A ideia é definir critérios mínimos que as empresas devem cumprir para que o fundo de pensão invista nela. Assim, caso não os atendam, elas poderão sair do portfólio. Segundo o jornal The New York Times, é a maior medida deste tipo por parte de um fundo de pensão dos EUA. Em 2019, o portfólio do fundo tinha US$ 12 bilhões em ações de empresas com alguma relação com combustíveis fósseis, diz o jornal.

Em nota, DiNapoli afirmou que o fundo está na vanguarda dos investidores preocupados com o clima “porque investir para o futuro de baixo carbono é essencial para proteger o valor de longo prazo do fundo”. “Continuamos a avaliar empresas do setor de energia no nosso portfólio por sua capacidade futura de gerar retornos de investimento à luz do consenso global sobre mudança climática”, acrescentou.

Fundo deve concluir em 2025 as listas de parâmetros para as empresas

Segundo o controlador, contudo, a decisão de tirar os investimentos de uma empresa será o último recurso contra as que continuarem com as más práticas.

Ainda conforme a nota, o fundo de pensão de Nova York já havia estipulado padrões mínimos para a indústria de carvão e, com isso, retirou seu capital de 22 empresas do setor. Atualmente, o fundo está concluindo sua avaliação a respeito de nove empresas de areias betuminosas. E vai criar os padrões mínimos para seus investimentos em petróleo de xisto e em gás.
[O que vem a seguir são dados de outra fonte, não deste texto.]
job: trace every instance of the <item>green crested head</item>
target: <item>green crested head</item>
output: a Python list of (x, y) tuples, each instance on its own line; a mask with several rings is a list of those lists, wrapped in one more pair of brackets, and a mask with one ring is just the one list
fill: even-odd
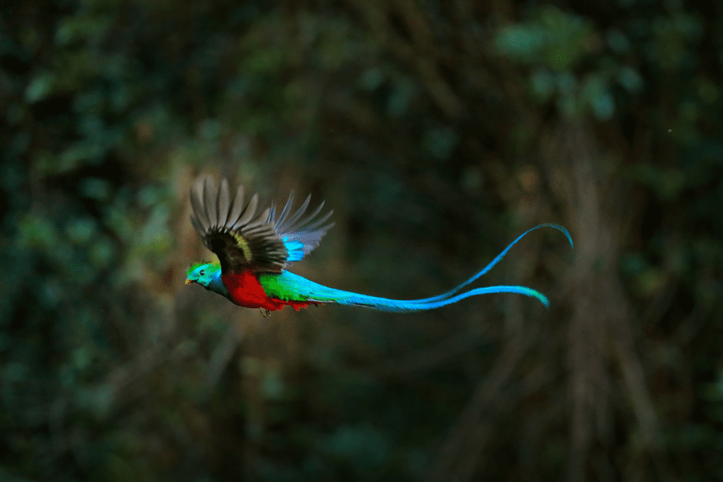
[(216, 263), (197, 263), (188, 269), (186, 284), (197, 283), (205, 288), (210, 289), (210, 285), (215, 279), (221, 267)]

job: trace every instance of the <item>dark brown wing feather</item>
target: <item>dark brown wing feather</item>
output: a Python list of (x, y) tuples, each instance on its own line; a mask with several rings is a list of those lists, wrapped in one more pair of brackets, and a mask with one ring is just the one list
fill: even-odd
[(241, 186), (232, 202), (226, 179), (218, 191), (208, 176), (191, 189), (191, 223), (206, 247), (218, 257), (222, 273), (281, 272), (286, 267), (288, 251), (273, 223), (268, 222), (270, 210), (256, 215), (257, 205), (258, 194), (244, 204)]

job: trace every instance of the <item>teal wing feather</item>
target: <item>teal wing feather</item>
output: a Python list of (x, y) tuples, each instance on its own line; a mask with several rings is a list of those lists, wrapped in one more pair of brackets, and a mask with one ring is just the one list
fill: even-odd
[(311, 194), (309, 194), (301, 207), (291, 214), (291, 205), (294, 203), (292, 191), (278, 216), (276, 216), (276, 203), (274, 202), (266, 219), (267, 223), (273, 225), (274, 229), (288, 251), (286, 258), (287, 267), (294, 261), (299, 261), (319, 246), (322, 237), (334, 225), (334, 223), (325, 224), (333, 211), (329, 211), (323, 216), (317, 218), (324, 207), (323, 201), (312, 214), (302, 218), (309, 207), (311, 198)]

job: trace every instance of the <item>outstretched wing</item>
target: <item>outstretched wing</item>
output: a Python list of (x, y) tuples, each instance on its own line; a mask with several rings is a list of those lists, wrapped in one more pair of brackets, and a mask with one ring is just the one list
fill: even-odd
[(274, 229), (286, 247), (288, 252), (286, 258), (287, 266), (312, 252), (314, 248), (319, 246), (322, 236), (326, 234), (326, 231), (334, 225), (334, 223), (324, 224), (333, 213), (333, 211), (329, 211), (318, 219), (315, 219), (324, 207), (323, 201), (314, 212), (304, 218), (301, 218), (309, 207), (309, 202), (311, 199), (312, 195), (309, 194), (304, 204), (292, 215), (291, 205), (294, 203), (294, 191), (292, 191), (278, 218), (276, 218), (275, 215), (276, 203), (274, 202), (271, 206), (268, 217), (266, 218), (267, 223), (273, 225)]
[(191, 190), (191, 223), (206, 247), (218, 257), (222, 273), (281, 272), (286, 264), (286, 247), (267, 221), (270, 210), (256, 215), (258, 199), (254, 194), (245, 203), (244, 187), (239, 186), (231, 202), (226, 180), (216, 191), (208, 176)]
[(244, 187), (239, 186), (232, 202), (226, 180), (221, 181), (216, 191), (213, 181), (206, 176), (191, 190), (191, 223), (206, 247), (218, 257), (222, 273), (248, 270), (281, 272), (319, 246), (322, 236), (334, 225), (321, 225), (333, 212), (314, 219), (323, 202), (301, 219), (310, 199), (309, 195), (291, 215), (292, 192), (278, 218), (275, 205), (256, 215), (258, 194), (246, 204)]

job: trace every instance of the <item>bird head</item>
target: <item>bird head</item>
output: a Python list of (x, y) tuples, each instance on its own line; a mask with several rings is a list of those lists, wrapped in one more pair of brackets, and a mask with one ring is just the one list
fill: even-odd
[(215, 277), (221, 267), (213, 263), (206, 263), (204, 264), (194, 264), (188, 269), (186, 276), (186, 284), (190, 283), (197, 283), (205, 288), (209, 288), (209, 285)]

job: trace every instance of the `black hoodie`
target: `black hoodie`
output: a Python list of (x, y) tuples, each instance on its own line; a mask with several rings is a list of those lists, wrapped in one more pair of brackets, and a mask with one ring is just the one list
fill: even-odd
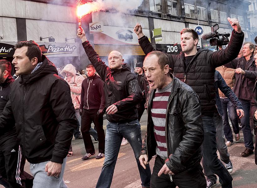
[(124, 64), (120, 69), (111, 69), (102, 61), (89, 41), (83, 42), (82, 45), (89, 60), (104, 83), (106, 108), (114, 104), (118, 109), (114, 114), (107, 114), (107, 119), (112, 123), (120, 123), (137, 119), (136, 106), (141, 101), (142, 94), (130, 69)]
[(29, 163), (62, 163), (77, 127), (68, 84), (44, 55), (34, 72), (13, 84), (0, 116), (0, 132), (14, 118), (19, 144)]

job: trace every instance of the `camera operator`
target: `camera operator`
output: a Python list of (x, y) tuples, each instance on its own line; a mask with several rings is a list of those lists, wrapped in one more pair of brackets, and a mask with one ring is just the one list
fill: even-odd
[(252, 91), (257, 76), (257, 68), (254, 64), (253, 53), (255, 45), (246, 42), (243, 46), (243, 56), (237, 58), (225, 65), (235, 69), (236, 83), (233, 91), (242, 104), (245, 116), (241, 118), (241, 125), (244, 134), (244, 145), (246, 149), (241, 154), (247, 157), (254, 153), (251, 127), (253, 128), (253, 117), (249, 116), (250, 102), (253, 97)]
[[(228, 20), (234, 30), (226, 49), (214, 52), (206, 49), (197, 49), (198, 35), (193, 29), (185, 28), (180, 32), (182, 51), (178, 55), (168, 55), (169, 67), (174, 70), (174, 76), (190, 86), (200, 98), (205, 132), (202, 145), (204, 160), (211, 171), (219, 176), (222, 187), (232, 187), (233, 179), (218, 159), (216, 153), (213, 115), (217, 110), (215, 105), (214, 72), (216, 67), (236, 58), (244, 36), (237, 19), (228, 18)], [(140, 24), (137, 24), (134, 31), (145, 54), (147, 55), (156, 50), (147, 37), (144, 36)], [(154, 84), (150, 80), (148, 81), (150, 85)]]

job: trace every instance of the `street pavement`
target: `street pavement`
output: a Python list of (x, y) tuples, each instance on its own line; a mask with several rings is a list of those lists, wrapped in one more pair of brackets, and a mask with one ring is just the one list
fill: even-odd
[[(142, 138), (144, 138), (146, 130), (147, 114), (145, 111), (140, 122)], [(104, 124), (107, 124), (104, 121)], [(93, 126), (92, 124), (92, 126)], [(106, 131), (106, 126), (104, 126)], [(230, 160), (233, 166), (231, 174), (233, 179), (233, 187), (237, 188), (257, 188), (257, 165), (254, 162), (254, 155), (243, 157), (241, 153), (244, 149), (242, 131), (239, 141), (234, 142), (228, 147)], [(64, 177), (64, 181), (69, 188), (93, 188), (95, 187), (104, 163), (104, 158), (97, 160), (93, 158), (85, 160), (81, 158), (86, 152), (83, 139), (72, 140), (74, 155), (68, 158)], [(97, 143), (94, 143), (96, 154), (98, 154)], [(151, 160), (150, 165), (152, 170), (154, 159)], [(26, 163), (25, 170), (29, 171), (29, 163)], [(116, 188), (141, 188), (141, 181), (137, 163), (133, 150), (129, 144), (120, 147), (116, 164), (111, 187)], [(3, 187), (0, 185), (0, 187)], [(212, 188), (221, 187), (217, 182)], [(188, 185), (190, 187), (190, 185)], [(162, 188), (160, 187), (160, 188)]]

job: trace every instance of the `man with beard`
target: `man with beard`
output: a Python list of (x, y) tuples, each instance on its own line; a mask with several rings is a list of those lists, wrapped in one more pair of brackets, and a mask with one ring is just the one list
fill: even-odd
[[(8, 101), (11, 86), (14, 81), (11, 74), (11, 69), (10, 62), (0, 60), (0, 114)], [(0, 174), (7, 180), (10, 188), (32, 187), (33, 177), (24, 171), (26, 159), (18, 144), (14, 123), (10, 121), (6, 132), (0, 134)]]
[(20, 76), (0, 116), (0, 132), (15, 121), (34, 187), (67, 187), (63, 177), (77, 125), (70, 87), (34, 41), (18, 42), (14, 48), (12, 63)]
[[(228, 18), (234, 30), (230, 41), (224, 50), (213, 52), (206, 49), (197, 49), (199, 38), (194, 29), (185, 28), (180, 32), (182, 52), (177, 55), (168, 55), (169, 68), (175, 77), (192, 87), (201, 101), (204, 139), (202, 145), (204, 160), (214, 174), (219, 177), (222, 187), (232, 187), (233, 178), (226, 167), (218, 159), (216, 153), (215, 121), (215, 106), (214, 72), (217, 67), (235, 58), (240, 50), (244, 34), (237, 19)], [(145, 54), (155, 50), (142, 27), (137, 24), (134, 31)], [(148, 79), (150, 86), (154, 83)]]

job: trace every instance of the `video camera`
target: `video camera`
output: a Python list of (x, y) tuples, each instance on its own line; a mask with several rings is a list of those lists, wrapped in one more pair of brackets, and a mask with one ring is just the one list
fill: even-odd
[[(211, 39), (210, 44), (211, 46), (218, 46), (226, 45), (229, 42), (228, 37), (230, 36), (230, 34), (228, 33), (219, 33), (217, 30), (219, 29), (219, 24), (215, 24), (211, 27), (211, 32), (203, 35), (202, 38), (205, 40)], [(221, 36), (222, 37), (220, 38)]]

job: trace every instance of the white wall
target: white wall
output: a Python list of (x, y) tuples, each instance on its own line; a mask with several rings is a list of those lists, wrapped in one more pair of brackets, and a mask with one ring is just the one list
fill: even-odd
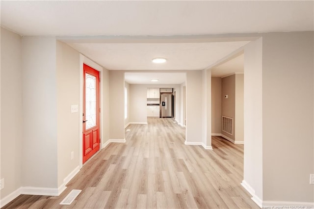
[(181, 99), (182, 104), (181, 107), (181, 121), (182, 121), (182, 125), (183, 126), (185, 126), (185, 121), (186, 118), (186, 88), (185, 82), (184, 82), (180, 86), (180, 89), (182, 91), (181, 96), (182, 99)]
[(110, 71), (110, 133), (111, 139), (124, 139), (124, 72)]
[(103, 68), (102, 71), (102, 80), (101, 86), (102, 88), (102, 143), (103, 144), (107, 142), (109, 139), (110, 133), (110, 81), (109, 71)]
[(54, 37), (22, 38), (22, 184), (57, 187)]
[[(79, 112), (71, 106), (79, 104), (79, 53), (68, 45), (56, 42), (58, 187), (79, 164)], [(74, 158), (71, 153), (74, 152)]]
[(314, 39), (313, 32), (263, 35), (264, 201), (314, 202)]
[[(125, 126), (126, 125), (127, 125), (129, 122), (130, 122), (130, 83), (129, 83), (127, 82), (124, 82), (124, 87), (125, 88), (127, 88), (127, 102), (128, 102), (128, 107), (127, 107), (127, 118), (125, 118), (124, 119), (124, 126)], [(124, 102), (125, 103), (125, 101), (124, 101)]]
[(262, 39), (244, 48), (244, 146), (242, 185), (261, 204), (263, 199)]
[(202, 71), (186, 72), (185, 143), (202, 141)]
[(211, 72), (202, 71), (202, 144), (206, 149), (211, 148)]
[(1, 151), (0, 199), (21, 186), (22, 77), (21, 38), (1, 28)]

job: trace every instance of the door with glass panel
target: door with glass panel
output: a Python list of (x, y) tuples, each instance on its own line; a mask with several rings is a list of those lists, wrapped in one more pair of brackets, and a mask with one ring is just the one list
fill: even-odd
[(84, 64), (83, 163), (100, 149), (99, 72)]

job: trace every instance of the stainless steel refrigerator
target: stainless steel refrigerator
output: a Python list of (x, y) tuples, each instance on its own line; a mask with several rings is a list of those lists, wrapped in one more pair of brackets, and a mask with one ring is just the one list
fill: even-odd
[(173, 95), (161, 94), (161, 117), (173, 117)]

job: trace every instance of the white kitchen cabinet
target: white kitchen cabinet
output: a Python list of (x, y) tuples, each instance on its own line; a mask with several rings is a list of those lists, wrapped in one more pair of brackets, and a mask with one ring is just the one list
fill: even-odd
[(147, 89), (147, 98), (158, 99), (159, 91), (158, 88), (149, 88)]
[(172, 88), (160, 88), (160, 93), (172, 93)]
[(147, 117), (159, 117), (159, 106), (147, 106)]

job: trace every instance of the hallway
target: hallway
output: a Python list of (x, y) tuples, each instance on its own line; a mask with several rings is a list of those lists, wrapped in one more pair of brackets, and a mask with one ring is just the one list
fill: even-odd
[[(126, 129), (88, 161), (59, 197), (22, 195), (7, 208), (259, 208), (241, 186), (243, 145), (212, 137), (213, 150), (185, 145), (171, 118)], [(127, 130), (130, 130), (127, 131)], [(59, 203), (82, 191), (70, 206)]]

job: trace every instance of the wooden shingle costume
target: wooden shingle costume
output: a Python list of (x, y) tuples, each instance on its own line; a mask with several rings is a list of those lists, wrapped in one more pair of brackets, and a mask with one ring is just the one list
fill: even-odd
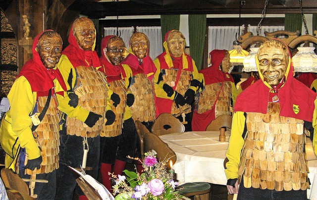
[(242, 92), (234, 105), (227, 187), (237, 192), (232, 186), (242, 178), (238, 198), (260, 188), (263, 194), (273, 190), (277, 195), (287, 191), (296, 199), (307, 199), (303, 128), (312, 122), (316, 128), (317, 95), (293, 77), (290, 53), (282, 42), (264, 43), (256, 60), (261, 80)]
[(157, 69), (153, 77), (157, 113), (175, 116), (189, 113), (201, 82), (197, 68), (185, 53), (185, 38), (180, 32), (167, 32), (163, 45), (165, 51), (154, 60)]
[[(33, 58), (23, 65), (13, 83), (8, 95), (10, 108), (1, 125), (0, 141), (6, 152), (5, 167), (17, 173), (19, 171), (22, 178), (30, 179), (30, 175), (37, 174), (37, 179), (52, 184), (35, 184), (34, 192), (39, 198), (53, 198), (56, 190), (56, 182), (51, 178), (56, 176), (59, 167), (58, 109), (67, 112), (60, 106), (56, 96), (67, 102), (70, 100), (56, 68), (62, 47), (59, 35), (52, 30), (34, 38)], [(24, 159), (27, 160), (25, 166)], [(43, 190), (49, 186), (46, 191)]]
[(129, 54), (121, 62), (128, 65), (132, 72), (130, 90), (135, 97), (135, 102), (130, 107), (132, 118), (144, 122), (153, 122), (156, 115), (152, 80), (157, 69), (149, 55), (149, 49), (146, 35), (135, 33), (130, 39)]
[(228, 68), (229, 55), (226, 50), (215, 50), (209, 54), (211, 65), (199, 71), (203, 76), (204, 88), (200, 91), (193, 113), (193, 131), (204, 131), (211, 121), (219, 115), (231, 115), (231, 93), (235, 86), (232, 76), (220, 69)]

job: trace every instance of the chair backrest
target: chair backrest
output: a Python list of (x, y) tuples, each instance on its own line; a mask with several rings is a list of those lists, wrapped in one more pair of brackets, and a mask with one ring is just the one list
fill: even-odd
[(170, 113), (161, 113), (154, 121), (152, 133), (158, 136), (185, 131), (184, 124)]
[(168, 159), (167, 163), (169, 163), (169, 160), (172, 160), (173, 163), (176, 162), (176, 153), (158, 136), (152, 133), (148, 133), (145, 134), (143, 140), (145, 152), (154, 150), (157, 153), (156, 156), (158, 160), (162, 161)]
[(147, 127), (145, 127), (139, 120), (135, 120), (134, 122), (135, 124), (135, 128), (137, 129), (137, 132), (138, 133), (138, 136), (139, 136), (139, 147), (140, 147), (140, 150), (141, 151), (141, 154), (142, 159), (144, 159), (144, 143), (143, 141), (143, 137), (148, 133), (150, 133), (150, 131), (148, 130)]
[(11, 169), (4, 168), (1, 170), (1, 178), (4, 187), (26, 195), (30, 195), (30, 190), (26, 183)]
[(206, 128), (206, 131), (219, 131), (220, 128), (227, 127), (231, 129), (232, 117), (231, 115), (223, 114), (218, 116), (209, 124)]

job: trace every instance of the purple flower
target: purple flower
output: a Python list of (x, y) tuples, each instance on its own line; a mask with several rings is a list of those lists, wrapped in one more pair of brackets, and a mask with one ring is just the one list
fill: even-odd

A partir daí, o fundo vai passar a criar padrões para outros tipos de óleo e de gás. E incluirá também empresas envolvidas na cadeia, como as de equipamentos, serviços e transportes, por exemplo. A expectativa é que as exigências e a decisão sobre as companhias que podem ficar no fundo ou não fiquem prontas em 2025. Além disso, o fundo vai avaliar se as empresas em seu portfólio estão em “um caminho de transição viável para o baixo carbono”.

As empresas de petróleo já vêm mudando seu comportamento. Este ano, por exemplo, 12 grandes companhias definiram uma meta conjunta de emissões de carbono. E executivos do setor apontam a diversificação de portfólios como uma estratégia importante nessa transição para um futuro com menos carbono. Nesse sentido, empresas como Total, BP, Shell, Equinor ampliaram seus negócios em fontes de energia renovável este ano.